Wakahiu said the foundation allocated $10 million to the program so that sisters working in health facilities can be imparted with knowledge about COVID-19 and vaccines and disseminate the same message to the communities they serve. The campaigns involved sisters going to homes of vulnerable people, slums, rural communities and market centers, and the mobilization of community leaders, churches and mass media.

“The reason for us starting this initiative [Catholic Sisters COVID-19 Vaccine Ambassadors Campaign] was to advocate and educate people about the vaccine because people had a lot of myths,” she said. The program has since been expanded to other countries including India, Tanzania and the Democratic Republic of Congo. “Therefore, the sisters needed to provide clear education about the vaccine to reduce hesitancy. The other thing we needed was to increase the vaccine uptake so that more people can take in the vaccine, and this is in line with the Catholic social teachings to reach out to the most vulnerable and most poor who could not access the vaccine.”

In Ghana, for example, between Dec. 18 to Jan. 14, sisters convinced more than 1,700 people to get the vaccine. Ghana has administered over 12 million doses of coronavirus vaccines so far.

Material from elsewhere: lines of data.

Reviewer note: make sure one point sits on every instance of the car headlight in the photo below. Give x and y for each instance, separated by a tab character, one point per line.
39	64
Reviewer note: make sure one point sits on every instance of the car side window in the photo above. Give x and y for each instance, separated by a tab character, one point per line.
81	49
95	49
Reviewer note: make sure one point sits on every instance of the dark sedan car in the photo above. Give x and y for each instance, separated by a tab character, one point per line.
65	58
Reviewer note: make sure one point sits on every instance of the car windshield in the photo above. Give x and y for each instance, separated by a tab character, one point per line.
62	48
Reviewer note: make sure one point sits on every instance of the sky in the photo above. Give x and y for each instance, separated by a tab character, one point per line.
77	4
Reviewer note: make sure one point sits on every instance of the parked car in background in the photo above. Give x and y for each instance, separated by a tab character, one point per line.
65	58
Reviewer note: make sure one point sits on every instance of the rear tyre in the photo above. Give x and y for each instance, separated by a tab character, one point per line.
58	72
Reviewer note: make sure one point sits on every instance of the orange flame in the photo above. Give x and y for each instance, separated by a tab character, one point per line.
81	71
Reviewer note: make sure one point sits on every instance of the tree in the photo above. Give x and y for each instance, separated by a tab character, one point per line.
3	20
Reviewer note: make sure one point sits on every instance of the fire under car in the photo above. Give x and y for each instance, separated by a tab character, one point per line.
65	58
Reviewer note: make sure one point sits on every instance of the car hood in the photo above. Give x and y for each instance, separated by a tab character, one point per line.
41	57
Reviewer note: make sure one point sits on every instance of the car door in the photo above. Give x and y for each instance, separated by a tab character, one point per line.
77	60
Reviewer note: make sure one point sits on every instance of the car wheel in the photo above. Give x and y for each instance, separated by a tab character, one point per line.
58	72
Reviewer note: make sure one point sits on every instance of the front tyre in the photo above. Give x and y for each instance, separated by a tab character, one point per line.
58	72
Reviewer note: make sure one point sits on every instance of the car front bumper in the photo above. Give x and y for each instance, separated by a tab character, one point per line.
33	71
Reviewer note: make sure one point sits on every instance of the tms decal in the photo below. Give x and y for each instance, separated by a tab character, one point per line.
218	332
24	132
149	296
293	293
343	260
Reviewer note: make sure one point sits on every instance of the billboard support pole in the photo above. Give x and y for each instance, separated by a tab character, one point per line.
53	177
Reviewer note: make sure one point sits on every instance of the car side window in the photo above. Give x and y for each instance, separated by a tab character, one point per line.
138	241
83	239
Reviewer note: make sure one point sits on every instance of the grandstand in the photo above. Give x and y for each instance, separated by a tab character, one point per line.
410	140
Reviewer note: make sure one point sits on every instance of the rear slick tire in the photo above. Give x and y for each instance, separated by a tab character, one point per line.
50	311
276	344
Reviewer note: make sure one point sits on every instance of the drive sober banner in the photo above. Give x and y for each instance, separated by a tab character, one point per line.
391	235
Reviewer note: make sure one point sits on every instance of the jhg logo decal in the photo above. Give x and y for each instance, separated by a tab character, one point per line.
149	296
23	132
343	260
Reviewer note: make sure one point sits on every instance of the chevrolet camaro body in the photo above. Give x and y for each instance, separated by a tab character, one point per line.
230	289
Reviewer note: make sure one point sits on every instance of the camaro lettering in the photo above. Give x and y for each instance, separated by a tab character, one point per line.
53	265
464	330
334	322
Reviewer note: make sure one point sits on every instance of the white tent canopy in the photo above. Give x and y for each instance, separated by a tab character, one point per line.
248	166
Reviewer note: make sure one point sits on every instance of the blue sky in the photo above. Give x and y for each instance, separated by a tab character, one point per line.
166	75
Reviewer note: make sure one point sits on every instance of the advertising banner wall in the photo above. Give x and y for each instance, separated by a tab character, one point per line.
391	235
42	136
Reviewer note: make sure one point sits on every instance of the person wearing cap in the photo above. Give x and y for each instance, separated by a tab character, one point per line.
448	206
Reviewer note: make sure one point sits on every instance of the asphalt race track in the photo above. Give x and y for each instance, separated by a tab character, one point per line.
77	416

“Through the education and advocacy by the sisters, the people had a change of mind and were vaccinated,” said Sr. Mary Consolata Ntenye of the Sisters of Mary Mother of the Church, who works with Hometowu. “The government, politicians and health professionals in Ghana have put in much effort and resources in procuring these vaccines for the nation, and as citizens, it’s our civic duty to get vaccinated to protect ourselves and others, our families, friends, loved ones, coworkers and above all to bring an end to the pandemic in the world.”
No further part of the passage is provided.